Bunun içindir ki Maide suresinde “yol kesenler”le hırsızların cezasından
bahseden ayetler (33-38) arasında “takvayı, Allah Teala’ya ulaşmaya vesile
aramayı, Onun dinini yüceltmek için yolunda cihad etmeyi” (35) emreden ayet-i
kerime yer alır. Kur’an-ı Kerim bu tasarrufla, iki suçu önleyecek hükmün, ancak
Allah’a iman eden “muttakiler” toplumunda olabileceğine işaret eder.
İsra Suresi’nde yer
alan, ”Beşeriyetin Kurtuluş Beyannamesi” (22-39) de “tevhit çağrısı” ile başlar
ve yine “tevhit”le son bulur. İlahi talimatların küfre ait bütün değerleri
zihinden tahliyeye davetle başlaması Müslümanın “muvaffikiyet ufkunu” açar. Ona
nereye doğru nasıl yürüyebileceğini gösterir. Zihnini tahliye eden Müslümanın,
hayatında Arap-İslam, Türk-İslam, Kürt-İslam gibi sentezlere sebep olacak bir
maraz kalmaz. Çünkü tahliye, küfrün esaslarını bütünüyle tasfiye eder.
İslamî hükümleri
tatbik etmedeki muvaffakiyet yolu, iman-amel sistemini dikkate almaya bağlı
olduğundan Müslüman, her durumda buna riayet etmelidir. Aksi ise Beşeri Hukukta
olduğu gibi cemiyeti, suç ve ceza denklemine mahkum eden bir kanun devletine
dönüştürür. Kanun devletleri, vicdanları manastırlara, manastırları da
papazların hevalarına mahkum ettiğinden adaletin tahakkukuna vasıta olamazlar.
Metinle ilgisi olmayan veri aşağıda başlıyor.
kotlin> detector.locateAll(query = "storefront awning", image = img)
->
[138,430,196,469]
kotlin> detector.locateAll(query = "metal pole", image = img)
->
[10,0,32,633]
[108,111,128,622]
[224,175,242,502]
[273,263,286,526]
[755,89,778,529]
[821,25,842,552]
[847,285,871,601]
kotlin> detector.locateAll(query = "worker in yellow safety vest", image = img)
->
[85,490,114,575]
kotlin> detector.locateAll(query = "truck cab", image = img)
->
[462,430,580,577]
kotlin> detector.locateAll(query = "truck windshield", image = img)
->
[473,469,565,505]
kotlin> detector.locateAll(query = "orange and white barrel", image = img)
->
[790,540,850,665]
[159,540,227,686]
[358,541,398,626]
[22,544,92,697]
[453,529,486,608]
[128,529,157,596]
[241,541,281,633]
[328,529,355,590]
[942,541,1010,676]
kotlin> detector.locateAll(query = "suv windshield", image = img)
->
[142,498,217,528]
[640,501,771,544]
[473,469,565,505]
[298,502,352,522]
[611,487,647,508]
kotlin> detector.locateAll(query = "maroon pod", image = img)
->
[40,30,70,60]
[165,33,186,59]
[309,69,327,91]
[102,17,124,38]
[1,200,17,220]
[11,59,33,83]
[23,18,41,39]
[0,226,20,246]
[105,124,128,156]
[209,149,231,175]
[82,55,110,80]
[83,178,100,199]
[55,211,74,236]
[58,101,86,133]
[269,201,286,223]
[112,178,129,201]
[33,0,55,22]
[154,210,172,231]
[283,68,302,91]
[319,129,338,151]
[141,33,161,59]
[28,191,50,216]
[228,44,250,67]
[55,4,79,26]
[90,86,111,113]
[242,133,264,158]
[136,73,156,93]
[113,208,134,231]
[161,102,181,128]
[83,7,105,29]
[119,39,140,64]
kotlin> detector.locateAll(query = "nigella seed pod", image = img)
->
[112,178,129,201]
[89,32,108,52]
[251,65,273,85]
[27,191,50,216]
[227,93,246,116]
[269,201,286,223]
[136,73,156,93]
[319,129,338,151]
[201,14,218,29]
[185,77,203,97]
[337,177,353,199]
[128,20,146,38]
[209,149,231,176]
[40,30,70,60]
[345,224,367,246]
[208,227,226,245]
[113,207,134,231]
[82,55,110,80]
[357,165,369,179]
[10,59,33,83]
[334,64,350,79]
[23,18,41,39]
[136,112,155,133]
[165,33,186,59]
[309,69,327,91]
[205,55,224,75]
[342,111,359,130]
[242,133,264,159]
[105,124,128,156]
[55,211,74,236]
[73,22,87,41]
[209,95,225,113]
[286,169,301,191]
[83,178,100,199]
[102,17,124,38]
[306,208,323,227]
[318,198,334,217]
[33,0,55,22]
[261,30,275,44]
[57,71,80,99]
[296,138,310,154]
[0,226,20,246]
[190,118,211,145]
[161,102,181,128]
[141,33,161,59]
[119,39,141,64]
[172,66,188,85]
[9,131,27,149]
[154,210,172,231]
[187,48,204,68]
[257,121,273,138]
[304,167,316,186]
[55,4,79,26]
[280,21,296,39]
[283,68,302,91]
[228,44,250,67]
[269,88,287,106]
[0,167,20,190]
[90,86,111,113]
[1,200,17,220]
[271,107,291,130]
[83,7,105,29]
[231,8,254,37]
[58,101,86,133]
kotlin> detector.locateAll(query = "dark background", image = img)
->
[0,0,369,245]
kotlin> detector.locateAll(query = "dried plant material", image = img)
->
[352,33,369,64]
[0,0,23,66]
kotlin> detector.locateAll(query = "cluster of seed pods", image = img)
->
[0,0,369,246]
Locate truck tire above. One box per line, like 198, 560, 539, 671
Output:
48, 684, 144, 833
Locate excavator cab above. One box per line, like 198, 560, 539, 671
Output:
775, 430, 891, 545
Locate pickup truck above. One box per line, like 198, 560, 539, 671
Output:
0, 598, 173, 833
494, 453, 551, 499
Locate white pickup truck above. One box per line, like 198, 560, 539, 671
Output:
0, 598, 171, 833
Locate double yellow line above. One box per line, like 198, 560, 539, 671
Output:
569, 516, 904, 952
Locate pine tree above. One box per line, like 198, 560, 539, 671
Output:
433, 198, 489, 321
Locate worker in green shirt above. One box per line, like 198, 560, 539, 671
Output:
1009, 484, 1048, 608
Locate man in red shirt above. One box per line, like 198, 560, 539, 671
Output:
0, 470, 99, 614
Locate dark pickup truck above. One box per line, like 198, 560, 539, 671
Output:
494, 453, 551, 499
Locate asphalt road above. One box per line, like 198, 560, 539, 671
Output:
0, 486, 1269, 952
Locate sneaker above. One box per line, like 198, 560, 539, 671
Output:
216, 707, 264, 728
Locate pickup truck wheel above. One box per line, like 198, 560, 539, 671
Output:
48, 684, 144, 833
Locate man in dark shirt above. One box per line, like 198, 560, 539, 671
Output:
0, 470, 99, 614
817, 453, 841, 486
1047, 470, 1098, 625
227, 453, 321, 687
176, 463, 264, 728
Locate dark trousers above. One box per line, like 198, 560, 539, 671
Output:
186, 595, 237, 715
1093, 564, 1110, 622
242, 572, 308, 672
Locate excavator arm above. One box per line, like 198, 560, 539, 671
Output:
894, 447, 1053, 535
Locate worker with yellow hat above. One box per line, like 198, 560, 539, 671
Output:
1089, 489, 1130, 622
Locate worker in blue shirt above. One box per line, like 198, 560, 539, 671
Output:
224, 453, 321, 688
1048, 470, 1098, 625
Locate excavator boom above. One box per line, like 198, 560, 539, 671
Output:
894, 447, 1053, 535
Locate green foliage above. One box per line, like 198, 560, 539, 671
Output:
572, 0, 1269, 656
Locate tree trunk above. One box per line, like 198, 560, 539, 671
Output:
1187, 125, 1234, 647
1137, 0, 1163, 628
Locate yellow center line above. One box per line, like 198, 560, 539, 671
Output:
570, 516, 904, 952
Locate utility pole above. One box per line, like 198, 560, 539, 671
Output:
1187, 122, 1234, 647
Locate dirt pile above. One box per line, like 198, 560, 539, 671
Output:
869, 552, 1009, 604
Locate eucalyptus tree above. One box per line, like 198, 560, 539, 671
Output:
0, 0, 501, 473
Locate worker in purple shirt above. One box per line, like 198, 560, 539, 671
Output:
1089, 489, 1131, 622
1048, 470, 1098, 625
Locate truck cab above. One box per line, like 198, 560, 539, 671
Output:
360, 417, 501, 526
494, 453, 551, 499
Ne sokakları koruyabilir, ne de millet malını himaye edebilirler. Bu yüzden her
gece sabahlara kadar şu kadar polis sokaklarında devriye atar.
Zina; Milletlerin
Felaketi
Kur’an-ı Kerim, hem
iman-hukuk birlikteliğine hem de peşpeşe gelen hükümler arasında münasebete
riayet eder. Bu yüzden açlık korkusuyla çocuk öldürmeyin (İsra: 31) ayeti ile
“Haksız yere cana kıymayın” (33) ayetleri arasında “Zinaya yaklaşmayınız.”
talimatını koymuştur.
Neden Allah Azze ve
Celle, “Çocuklarınızı öldürmeyin” ve “Cana kıymayın” talimatları arasına,
“Zinaya yaklaşmayınız.” buyruğunu koymuştur? İslam’ın beşeri hukuk
sistemleriyle ayrıldığı temel hususlardan biri olan bu tanzim, aslında şunu da
söylemektedir: “Bir şehvet giderme vasıtası olan zina, insanları ve hatta
milletleri yok eden bir felakettir. O kadar büyük bir felakettir ki kaç felaket
şekli varsa zina hepsine taliptir. Bu yüzden insanı yaratan ve onu korumanın
usul ve esaslarını tayin eden Allah Azze ve Celle, “Zina etmeyiniz” yerine;
“Zinaya yaklaşmayınız.” buyurmuştur. Çünkü zina, hem ferdî hem de içtimaî
anlamda bir katliamdır.
Zina, ferdî anlamda
bir katliamdır, çünkü gayri meşru yoldan kazanılan çocuklar ya kürtajla
hakikaten ya da doğduktan sonra hükmen öldürülür. Cami önüne ya da izbe bir
yere bırakılan her çocuk hükmen ölüdür. Onlar, varken yokluğa mahkum edilen;
“İnsan yığınları içerisinde ki kayıp zavallılardır.” Bu yüzden fıkıh dilinde
onlara “Lakît/buluntu” denir. Yani bir eşya gibi kaybedildikten sonra bulunan
varlıklardır onlar. Lakît büyür, toplum içine karışır fakat zina mahsulü olması
onu hükmen ölü olmaya mecbur eder. Horlanır, hakir görülür. Yaşayan ölü
olmaktan, varken yok gibi muamele görmekten kurtulamaz.